Pipes also refutes Sanders’s claim that Canada’s system offers relatively the same quality of care at a cheaper cost.
“It isn’t cheaper because Canadians pay for health care through their taxes,” Pipes explains. “The average Canadian family pays anywhere between $4,000 and $12,000 a year in taxes for a system where they have to wait over five months from seeing a primary care doctor to getting treatment by a specialist.”

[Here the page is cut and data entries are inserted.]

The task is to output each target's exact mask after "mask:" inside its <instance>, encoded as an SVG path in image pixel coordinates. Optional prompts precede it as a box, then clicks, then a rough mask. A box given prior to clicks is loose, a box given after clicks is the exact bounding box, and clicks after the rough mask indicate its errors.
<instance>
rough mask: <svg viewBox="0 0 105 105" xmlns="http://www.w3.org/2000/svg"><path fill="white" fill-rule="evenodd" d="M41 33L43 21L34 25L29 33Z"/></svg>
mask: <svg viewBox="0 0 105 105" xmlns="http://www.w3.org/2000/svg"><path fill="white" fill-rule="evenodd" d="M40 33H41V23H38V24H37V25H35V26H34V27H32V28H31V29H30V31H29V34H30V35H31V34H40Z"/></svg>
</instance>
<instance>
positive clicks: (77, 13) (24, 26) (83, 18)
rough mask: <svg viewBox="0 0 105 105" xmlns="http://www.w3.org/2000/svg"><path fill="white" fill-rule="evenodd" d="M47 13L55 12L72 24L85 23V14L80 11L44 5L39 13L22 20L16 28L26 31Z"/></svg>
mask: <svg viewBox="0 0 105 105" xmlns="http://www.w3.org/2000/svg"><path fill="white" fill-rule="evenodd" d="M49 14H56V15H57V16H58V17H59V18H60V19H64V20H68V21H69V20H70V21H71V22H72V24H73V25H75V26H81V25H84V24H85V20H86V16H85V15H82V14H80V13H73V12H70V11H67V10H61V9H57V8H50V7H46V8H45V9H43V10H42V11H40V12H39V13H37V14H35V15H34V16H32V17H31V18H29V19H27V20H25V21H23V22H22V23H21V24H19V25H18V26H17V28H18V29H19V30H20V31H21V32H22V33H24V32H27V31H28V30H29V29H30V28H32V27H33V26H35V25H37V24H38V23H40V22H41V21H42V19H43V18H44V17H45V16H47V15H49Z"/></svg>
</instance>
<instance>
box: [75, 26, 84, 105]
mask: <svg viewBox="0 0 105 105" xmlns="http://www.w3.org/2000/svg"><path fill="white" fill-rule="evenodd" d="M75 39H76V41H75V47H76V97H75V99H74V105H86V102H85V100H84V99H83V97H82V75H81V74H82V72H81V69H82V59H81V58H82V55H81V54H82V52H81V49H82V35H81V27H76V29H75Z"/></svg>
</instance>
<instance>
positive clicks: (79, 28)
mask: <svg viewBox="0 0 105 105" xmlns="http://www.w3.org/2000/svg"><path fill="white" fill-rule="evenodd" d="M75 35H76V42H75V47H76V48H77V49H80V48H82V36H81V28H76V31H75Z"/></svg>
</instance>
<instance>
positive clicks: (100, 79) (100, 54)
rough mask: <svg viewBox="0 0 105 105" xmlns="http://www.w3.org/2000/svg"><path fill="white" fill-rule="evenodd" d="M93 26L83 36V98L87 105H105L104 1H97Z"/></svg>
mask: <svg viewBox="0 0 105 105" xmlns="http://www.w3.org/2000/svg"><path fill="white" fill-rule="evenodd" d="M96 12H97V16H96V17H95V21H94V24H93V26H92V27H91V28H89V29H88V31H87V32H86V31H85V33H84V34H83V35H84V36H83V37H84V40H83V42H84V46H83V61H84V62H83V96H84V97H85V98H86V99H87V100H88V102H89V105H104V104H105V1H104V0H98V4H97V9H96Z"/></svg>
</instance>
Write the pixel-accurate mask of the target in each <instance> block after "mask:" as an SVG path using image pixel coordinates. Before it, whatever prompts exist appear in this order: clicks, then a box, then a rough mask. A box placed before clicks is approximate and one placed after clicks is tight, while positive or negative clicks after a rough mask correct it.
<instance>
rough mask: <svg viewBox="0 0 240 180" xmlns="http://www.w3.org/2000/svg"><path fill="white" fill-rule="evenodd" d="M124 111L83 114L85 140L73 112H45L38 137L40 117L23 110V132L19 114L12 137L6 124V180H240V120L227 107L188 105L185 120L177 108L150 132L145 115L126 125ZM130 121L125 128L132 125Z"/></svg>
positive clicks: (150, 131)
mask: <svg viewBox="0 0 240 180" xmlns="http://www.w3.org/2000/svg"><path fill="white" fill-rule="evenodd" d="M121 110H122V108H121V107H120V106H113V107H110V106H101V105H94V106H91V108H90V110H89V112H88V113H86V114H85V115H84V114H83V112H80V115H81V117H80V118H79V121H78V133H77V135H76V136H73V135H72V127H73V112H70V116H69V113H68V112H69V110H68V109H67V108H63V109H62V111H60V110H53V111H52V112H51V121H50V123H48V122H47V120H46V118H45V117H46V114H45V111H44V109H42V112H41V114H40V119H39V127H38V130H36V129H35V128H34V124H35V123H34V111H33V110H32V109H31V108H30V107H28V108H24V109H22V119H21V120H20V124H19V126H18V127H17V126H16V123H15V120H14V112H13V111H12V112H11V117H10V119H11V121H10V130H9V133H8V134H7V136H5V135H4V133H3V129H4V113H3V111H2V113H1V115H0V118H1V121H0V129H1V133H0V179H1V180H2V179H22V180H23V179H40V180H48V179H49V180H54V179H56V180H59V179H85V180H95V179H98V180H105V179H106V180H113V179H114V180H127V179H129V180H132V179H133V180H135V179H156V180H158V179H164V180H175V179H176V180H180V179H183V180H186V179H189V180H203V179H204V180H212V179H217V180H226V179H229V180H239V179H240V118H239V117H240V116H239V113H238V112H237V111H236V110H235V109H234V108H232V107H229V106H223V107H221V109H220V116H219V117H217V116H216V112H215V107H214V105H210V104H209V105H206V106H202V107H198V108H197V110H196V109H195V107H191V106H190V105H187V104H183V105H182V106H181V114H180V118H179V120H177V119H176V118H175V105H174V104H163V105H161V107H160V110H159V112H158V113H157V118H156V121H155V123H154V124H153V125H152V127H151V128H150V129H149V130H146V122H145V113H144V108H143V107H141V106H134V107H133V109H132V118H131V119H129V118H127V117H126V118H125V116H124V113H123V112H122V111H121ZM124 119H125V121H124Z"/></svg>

“There’s fewer doctors relative to the population than in all but four other industrialized countries,” she said. “It’s last in terms of acute care hospital beds and there’s doctor shortages, residency spots are down, and waiting times—this is what happens when government controls the health care system, and this is what Bernie Sanders wants for the United States.”
Canadians are also paid less than Americans. Why? Because Canadian employers have to pay a percentage of their employee’s salary to the government for health care. Obviously, the employers are going to take that out of their employee’s salary without telling them.
Finally, it should be obvious that progressive Canadian politicians go South when they’re sick for healthcare. They know that when health care is free, you get the quality you’re paying for.
One thing you need to understand is that if you put health care in the hands of politicians, they they will use it for vote-buying, like they do with any government-run social program. So, if you are young and want an abortion or a sex change, you’re in luck. Because you have a lot of voting ahead of you, and they want to keep you happy with big government. But, if you’re old, and don’t have so much voting left to do, you’re expendable. That’s why countries with big government health care, like the Netherlands and Canada and the UK are always tinkering with euthanasia for the elderly.